ShinyHunters Breach Exposes 1.5 Billion Salesforce Records via Drift OAuth Hack

Sep 18, 2025

Quick Take

  • Threat Group: ShinyHunters (aka Scattered Lapsus$ Hunters), linked to UNC6040 and UNC6395.

  • Impact: Compromise of 1.5 billion Salesforce records across 760 companies, including major global enterprises.

  • Attack Vector: OAuth tokens stolen from Drift and Drift Email integrations following a GitHub repository breach.

  • Data Stolen: Salesforce objects — Accounts, Contacts, Opportunities, Cases, and Users.

  • Fallout: Risk of credential harvesting, data extortion, and secondary intrusions leveraging secrets found within stolen datasets.

The Incident

In one of the largest CRM-related breaches to date, threat group ShinyHunters has claimed responsibility for the theft of 1.5 billion Salesforce records spanning hundreds of global companies.

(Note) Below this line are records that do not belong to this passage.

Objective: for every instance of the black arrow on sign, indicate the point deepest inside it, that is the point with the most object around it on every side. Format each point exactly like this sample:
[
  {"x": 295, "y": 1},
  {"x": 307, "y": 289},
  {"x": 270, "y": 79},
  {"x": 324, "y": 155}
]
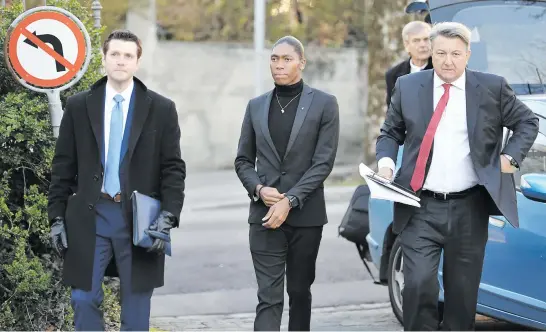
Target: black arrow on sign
[{"x": 55, "y": 42}]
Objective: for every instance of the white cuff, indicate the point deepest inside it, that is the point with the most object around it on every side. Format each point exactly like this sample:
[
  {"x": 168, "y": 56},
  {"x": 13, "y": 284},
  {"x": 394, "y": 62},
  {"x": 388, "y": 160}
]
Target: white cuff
[{"x": 386, "y": 162}]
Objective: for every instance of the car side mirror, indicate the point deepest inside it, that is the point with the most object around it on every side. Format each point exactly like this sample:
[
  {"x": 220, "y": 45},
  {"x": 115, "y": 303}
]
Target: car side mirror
[
  {"x": 417, "y": 6},
  {"x": 533, "y": 186}
]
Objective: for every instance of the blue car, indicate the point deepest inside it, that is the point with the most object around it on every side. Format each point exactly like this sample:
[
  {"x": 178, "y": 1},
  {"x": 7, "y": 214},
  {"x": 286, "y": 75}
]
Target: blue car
[{"x": 508, "y": 39}]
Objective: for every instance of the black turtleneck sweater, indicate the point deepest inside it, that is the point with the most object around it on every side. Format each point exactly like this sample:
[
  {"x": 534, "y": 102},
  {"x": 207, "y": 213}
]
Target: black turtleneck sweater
[{"x": 280, "y": 124}]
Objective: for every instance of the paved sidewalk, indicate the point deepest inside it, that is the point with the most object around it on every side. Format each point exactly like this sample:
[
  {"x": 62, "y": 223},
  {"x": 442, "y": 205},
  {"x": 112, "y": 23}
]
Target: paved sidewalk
[{"x": 365, "y": 317}]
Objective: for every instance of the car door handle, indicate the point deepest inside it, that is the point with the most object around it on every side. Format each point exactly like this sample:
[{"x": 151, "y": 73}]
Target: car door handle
[{"x": 496, "y": 222}]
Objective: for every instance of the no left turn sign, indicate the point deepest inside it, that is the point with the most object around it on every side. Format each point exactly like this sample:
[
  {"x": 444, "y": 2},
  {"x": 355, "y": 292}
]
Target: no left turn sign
[{"x": 47, "y": 48}]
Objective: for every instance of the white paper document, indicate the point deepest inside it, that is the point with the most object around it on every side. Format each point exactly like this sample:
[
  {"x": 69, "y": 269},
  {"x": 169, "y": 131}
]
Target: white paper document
[{"x": 381, "y": 188}]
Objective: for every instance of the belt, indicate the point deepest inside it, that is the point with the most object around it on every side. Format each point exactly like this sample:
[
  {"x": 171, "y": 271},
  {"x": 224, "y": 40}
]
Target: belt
[
  {"x": 453, "y": 195},
  {"x": 116, "y": 198}
]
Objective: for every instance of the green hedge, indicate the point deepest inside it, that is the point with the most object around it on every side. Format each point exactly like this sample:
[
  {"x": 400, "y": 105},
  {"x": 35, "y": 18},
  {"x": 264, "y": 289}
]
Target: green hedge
[{"x": 32, "y": 296}]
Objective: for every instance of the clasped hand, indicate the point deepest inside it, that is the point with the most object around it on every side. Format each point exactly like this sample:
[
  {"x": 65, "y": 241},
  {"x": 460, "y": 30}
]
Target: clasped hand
[
  {"x": 159, "y": 230},
  {"x": 278, "y": 207}
]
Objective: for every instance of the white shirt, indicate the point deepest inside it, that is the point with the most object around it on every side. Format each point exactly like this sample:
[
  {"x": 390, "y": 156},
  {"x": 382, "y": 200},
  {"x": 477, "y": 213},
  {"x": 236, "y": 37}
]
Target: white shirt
[
  {"x": 451, "y": 168},
  {"x": 414, "y": 68},
  {"x": 109, "y": 104}
]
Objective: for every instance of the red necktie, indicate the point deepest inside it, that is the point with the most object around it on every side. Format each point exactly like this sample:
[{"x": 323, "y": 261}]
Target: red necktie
[{"x": 424, "y": 151}]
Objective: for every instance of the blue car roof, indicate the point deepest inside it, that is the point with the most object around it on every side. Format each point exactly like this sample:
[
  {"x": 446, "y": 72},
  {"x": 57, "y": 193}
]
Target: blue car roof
[{"x": 433, "y": 4}]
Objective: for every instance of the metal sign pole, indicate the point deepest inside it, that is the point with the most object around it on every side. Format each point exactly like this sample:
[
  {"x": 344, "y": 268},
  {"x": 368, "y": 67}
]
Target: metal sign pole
[
  {"x": 55, "y": 110},
  {"x": 259, "y": 40}
]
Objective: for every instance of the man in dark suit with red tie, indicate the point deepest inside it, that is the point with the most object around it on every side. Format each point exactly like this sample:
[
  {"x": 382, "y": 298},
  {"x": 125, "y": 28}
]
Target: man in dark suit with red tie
[{"x": 450, "y": 121}]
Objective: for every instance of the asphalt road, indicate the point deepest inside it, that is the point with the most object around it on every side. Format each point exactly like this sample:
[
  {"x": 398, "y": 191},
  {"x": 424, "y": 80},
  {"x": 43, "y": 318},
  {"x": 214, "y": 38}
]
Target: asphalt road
[
  {"x": 211, "y": 269},
  {"x": 210, "y": 283}
]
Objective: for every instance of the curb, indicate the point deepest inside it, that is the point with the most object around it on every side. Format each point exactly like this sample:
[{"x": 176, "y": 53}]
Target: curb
[{"x": 317, "y": 310}]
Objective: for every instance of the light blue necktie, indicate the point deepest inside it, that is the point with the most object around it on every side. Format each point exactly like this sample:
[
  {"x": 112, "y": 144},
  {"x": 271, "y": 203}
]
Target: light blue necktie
[{"x": 111, "y": 180}]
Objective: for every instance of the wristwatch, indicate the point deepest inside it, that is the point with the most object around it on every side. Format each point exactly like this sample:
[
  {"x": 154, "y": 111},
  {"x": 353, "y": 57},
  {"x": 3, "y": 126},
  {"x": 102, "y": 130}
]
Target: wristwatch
[
  {"x": 292, "y": 201},
  {"x": 513, "y": 162}
]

The breach originated from a Salesloft GitHub repository compromise. Attackers used TruffleHog to search the codebase for exposed secrets, uncovering OAuth tokens tied to Drift and Drift Email — tools widely integrated with Salesforce for customer engagement and automated communications.

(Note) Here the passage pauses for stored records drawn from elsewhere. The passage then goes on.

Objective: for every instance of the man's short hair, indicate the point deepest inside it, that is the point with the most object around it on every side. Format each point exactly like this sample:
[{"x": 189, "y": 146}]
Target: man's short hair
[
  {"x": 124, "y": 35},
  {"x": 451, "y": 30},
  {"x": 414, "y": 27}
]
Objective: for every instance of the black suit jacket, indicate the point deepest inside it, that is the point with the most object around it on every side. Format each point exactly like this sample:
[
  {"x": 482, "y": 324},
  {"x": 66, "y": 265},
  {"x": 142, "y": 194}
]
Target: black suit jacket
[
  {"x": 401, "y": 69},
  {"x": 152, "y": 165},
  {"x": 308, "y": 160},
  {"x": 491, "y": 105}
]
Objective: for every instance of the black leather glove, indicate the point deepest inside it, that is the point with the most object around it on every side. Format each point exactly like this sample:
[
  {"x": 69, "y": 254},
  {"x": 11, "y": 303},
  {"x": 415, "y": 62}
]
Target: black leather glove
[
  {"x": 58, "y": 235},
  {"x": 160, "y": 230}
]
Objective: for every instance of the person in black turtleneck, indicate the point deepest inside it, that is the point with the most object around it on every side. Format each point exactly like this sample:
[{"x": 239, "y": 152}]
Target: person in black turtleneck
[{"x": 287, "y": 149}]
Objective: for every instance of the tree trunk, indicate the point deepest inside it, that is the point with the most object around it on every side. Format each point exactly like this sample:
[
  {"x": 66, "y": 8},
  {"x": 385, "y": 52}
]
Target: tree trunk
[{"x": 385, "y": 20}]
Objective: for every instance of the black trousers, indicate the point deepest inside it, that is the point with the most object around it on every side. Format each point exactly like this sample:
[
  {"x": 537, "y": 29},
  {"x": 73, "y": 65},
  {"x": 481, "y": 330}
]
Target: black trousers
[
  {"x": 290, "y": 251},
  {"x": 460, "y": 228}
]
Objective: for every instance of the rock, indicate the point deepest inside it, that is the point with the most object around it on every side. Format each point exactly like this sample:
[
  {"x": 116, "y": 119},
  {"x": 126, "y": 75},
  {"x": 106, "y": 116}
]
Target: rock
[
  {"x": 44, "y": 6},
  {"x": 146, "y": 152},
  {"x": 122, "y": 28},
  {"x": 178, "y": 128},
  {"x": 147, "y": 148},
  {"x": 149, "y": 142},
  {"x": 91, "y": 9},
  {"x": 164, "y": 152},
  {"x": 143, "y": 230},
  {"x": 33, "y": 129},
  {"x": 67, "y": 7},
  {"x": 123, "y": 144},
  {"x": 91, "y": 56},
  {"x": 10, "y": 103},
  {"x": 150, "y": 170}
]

These tokens granted attackers direct access to Salesforce instances, where they systematically exfiltrated entire object tables.

Scope of Exposure

According to leaked data samples, the following Salesforce objects were compromised:

  • ~250 million Account records

  • ~579 million Contact records

  • ~459 million Case records (including sensitive support-ticket content)

  • ~171 million Opportunity records

  • ~60 million User records

A wide range of high-profile companies were reportedly affected, including Google, Cloudflare, Zscaler, Tenable, Palo Alto Networks, Proofpoint, CyberArk, Qualys, Nutanix, BeyondTrust, Elastic, and Rubrik.

The attackers did not simply steal data — they also scanned the exfiltrated content for additional secrets, such as credentials and tokens, creating opportunities for follow-on intrusions and extortion campaigns.

Why It Matters

  1. OAuth as a Weak Link
    This incident underscores how token-based authentication, while convenient, can bypass traditional security controls when mishandled or exposed.

  2. Supply Chain Risk
    A compromise within one vendor’s development environment cascaded into hundreds of Salesforce customer environments — highlighting the systemic risk of third-party integrations.

  3. Data Sensitivity
    Case records, containing unstructured support data, may reveal internal communications, technical configurations, or personally identifiable information (PII).

  4. Extortion at Scale
    ShinyHunters is leveraging the breach not only for data sales but also for corporate extortion, demanding payments to prevent public leaks.

Defensive Guidance

Organizations using Salesforce or Drift integrations should take immediate steps to mitigate risk:

  • Revoke and Rotate Tokens: Audit all OAuth connections, revoke unused or suspicious tokens, and enforce token rotation policies.

  • Apply Least Privilege: Limit connected applications to only the data objects and scopes they require.

  • Mandate MFA Everywhere: Extend multi-factor authentication requirements to all Salesforce and integrated app accounts.

  • Secure Development Environments: Enforce secret-scanning tools in CI/CD pipelines to prevent credential leaks in repositories.

  • Enhance Monitoring: Deploy behavioral analytics to flag unusual Salesforce queries or bulk data extraction.

Looking Ahead

This breach reinforces the growing convergence of supply chain compromise, token abuse, and large-scale data extortion. With customer trust, regulatory compliance, and competitive intelligence at stake, enterprises must reassess the security posture of every connected application in their SaaS ecosystem.

The ShinyHunters operation demonstrates the fragility of token-based integrations — and serves as a reminder that in cloud-first environments, the weakest credential can open the largest doors.

Disclaimer: ClearPhish maintains a strict policy of not participating in the theft, distribution, or handling of stolen data or files. The platform does not engage in exfiltration, downloading, hosting, or reposting any illegally obtained information. Any responsibility or legal inquiries regarding the data should be directed solely at the responsible cybercriminals or attackers, as ClearPhish is not involved in these activities. We encourage parties affected by any breach to seek resolution through legal channels directly with the attackers responsible for such incidents.